British, South African, Brazilian, Nigerian, Ugandan, Californian? The coronavirus is constantly mutating and new variants are proliferating in every corner of the globe. Known colloquially by the name of the country in which they arise, a hospital in Tokyo has now detected a new version of SARS-CoV-2 that joins all the previous ones and is worrying because of the possible effects on the population: the Japanese one.

This variant presents the E484K mutation, also known as ERIK and shared by the South African and Brazilian version of the coronavirus. This is a modification in SARS-CoV-2 that significantly reduces the effectiveness of vaccines, because it reduces the neutralizing capacity of some of the antibodies produced by stimulating the immune response that block the entry of the virus into cells. However, there are also concerns about its potential impact on the transmissibility of the disease.

This discovery comes during a new spike in infections that has particularly affected the city of Osaka and the prefectures of Hyogo and Miyagi and just a few months before the start of the Olympic Games in Tokyo, postponed last year because of the pandemic.

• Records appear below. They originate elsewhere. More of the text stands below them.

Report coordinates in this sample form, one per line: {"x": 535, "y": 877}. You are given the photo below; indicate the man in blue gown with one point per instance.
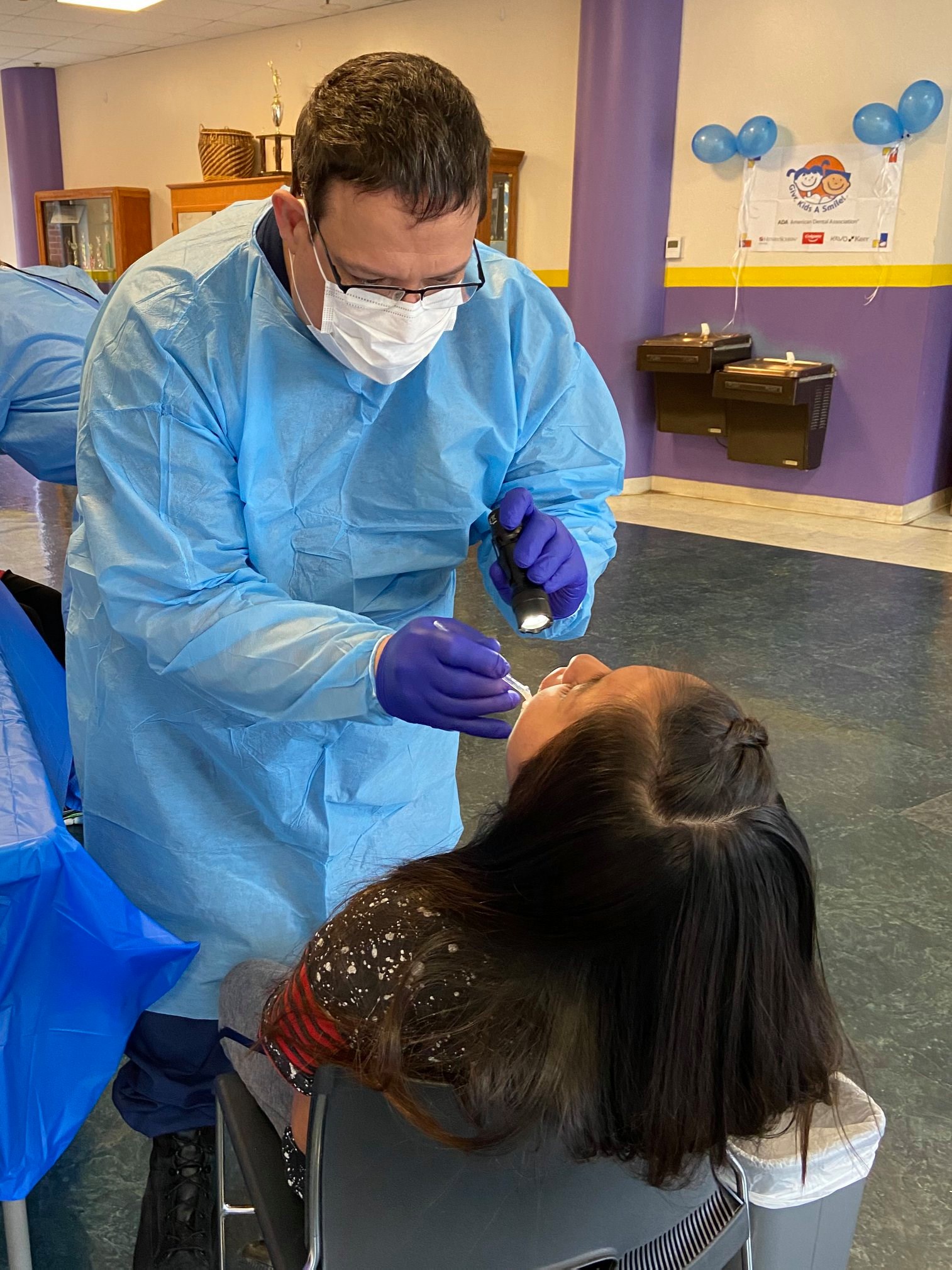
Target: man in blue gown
{"x": 45, "y": 318}
{"x": 295, "y": 422}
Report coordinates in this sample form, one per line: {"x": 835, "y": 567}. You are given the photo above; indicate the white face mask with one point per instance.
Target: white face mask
{"x": 374, "y": 336}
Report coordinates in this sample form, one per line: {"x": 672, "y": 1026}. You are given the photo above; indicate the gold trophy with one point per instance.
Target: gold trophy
{"x": 277, "y": 104}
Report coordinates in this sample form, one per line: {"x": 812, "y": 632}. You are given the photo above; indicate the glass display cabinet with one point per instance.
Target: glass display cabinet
{"x": 99, "y": 230}
{"x": 498, "y": 228}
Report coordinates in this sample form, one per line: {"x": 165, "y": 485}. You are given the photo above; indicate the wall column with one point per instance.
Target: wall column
{"x": 628, "y": 92}
{"x": 32, "y": 125}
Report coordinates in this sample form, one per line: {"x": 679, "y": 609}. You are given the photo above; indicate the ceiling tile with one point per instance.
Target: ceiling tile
{"x": 267, "y": 16}
{"x": 149, "y": 19}
{"x": 51, "y": 35}
{"x": 84, "y": 45}
{"x": 211, "y": 11}
{"x": 43, "y": 28}
{"x": 216, "y": 30}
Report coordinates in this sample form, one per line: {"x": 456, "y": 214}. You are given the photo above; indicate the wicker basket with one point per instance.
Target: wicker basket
{"x": 226, "y": 153}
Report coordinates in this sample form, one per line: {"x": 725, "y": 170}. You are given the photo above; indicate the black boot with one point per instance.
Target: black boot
{"x": 177, "y": 1228}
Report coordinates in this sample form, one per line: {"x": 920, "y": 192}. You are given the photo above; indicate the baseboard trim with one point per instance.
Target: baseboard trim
{"x": 781, "y": 501}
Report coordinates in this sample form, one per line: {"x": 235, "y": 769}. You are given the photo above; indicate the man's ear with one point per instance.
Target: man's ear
{"x": 291, "y": 218}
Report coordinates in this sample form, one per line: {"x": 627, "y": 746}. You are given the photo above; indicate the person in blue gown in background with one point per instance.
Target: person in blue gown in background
{"x": 295, "y": 422}
{"x": 45, "y": 316}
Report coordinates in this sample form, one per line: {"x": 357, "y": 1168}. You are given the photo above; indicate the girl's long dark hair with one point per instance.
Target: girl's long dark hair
{"x": 640, "y": 922}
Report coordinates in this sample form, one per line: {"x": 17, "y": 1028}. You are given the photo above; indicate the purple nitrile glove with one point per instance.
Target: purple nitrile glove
{"x": 548, "y": 552}
{"x": 445, "y": 675}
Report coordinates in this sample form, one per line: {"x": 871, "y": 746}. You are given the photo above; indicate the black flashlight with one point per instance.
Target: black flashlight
{"x": 529, "y": 603}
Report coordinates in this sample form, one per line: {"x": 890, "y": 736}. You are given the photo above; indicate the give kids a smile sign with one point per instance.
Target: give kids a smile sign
{"x": 802, "y": 198}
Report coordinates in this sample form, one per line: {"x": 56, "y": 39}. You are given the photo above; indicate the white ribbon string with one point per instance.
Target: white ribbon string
{"x": 885, "y": 186}
{"x": 740, "y": 253}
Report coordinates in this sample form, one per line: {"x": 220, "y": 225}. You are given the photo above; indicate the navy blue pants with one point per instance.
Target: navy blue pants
{"x": 168, "y": 1083}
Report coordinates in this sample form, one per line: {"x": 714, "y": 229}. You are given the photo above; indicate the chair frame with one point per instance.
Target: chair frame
{"x": 311, "y": 1242}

This new variant was detected by the Tokyo Medical and Dental University Hospital, which found that about 70% of patients tested in March for COVID-19 had been infected with it. The center sequenced the 14 positive individuals and found that 10 had been infected with this mutated virus.

In addition, in January and February, 12 of the 36 COVID-19-infected patients carried the mutation, and none of them had recently traveled abroad or been in contact with people who had, according to the hospital report.

Currently, there are two main branches with this E484K mutation: South African and Brazilian, plus a few isolated events. The E484K mutation that characterizes this Japanese variant affects the ability to neutralize virus entry into cells. This characteristic can reduce the effectiveness of vaccines and of the immunity generated by previous infections.

This mutation greatly affects the neutralizing capacity of some of the antibodies produced by stimulating the immune response that block the entry of the virus into our cells. When we have been infected before with other different variants, some antibodies don’t work. However, that does not mean that we stop having immunity. It is able to reduce the effectiveness, but it does not eliminate it.

In this sense, he adds that, in addition to neutralizing antibodies, there are also other forms of immunity to protect against the coronavirus, such as T cells.

Just as the N501Y mutation – present in the British version of the virus – does induce an increase in the capacity for contagion, it is not clear that the same occurs with the E484K. Does it lead to greater transmissibility? It could affect, but it is not fully demonstrated. However, it can be inferred from the success in prevalence, because they have displaced other variants.

As for mortality, these new variants have not been shown to be more virulent. However, he stresses that, if transmissibility is greater, the number of patients and the saturation of hospitals will increase, which may lead to poorer care and an increase in deaths.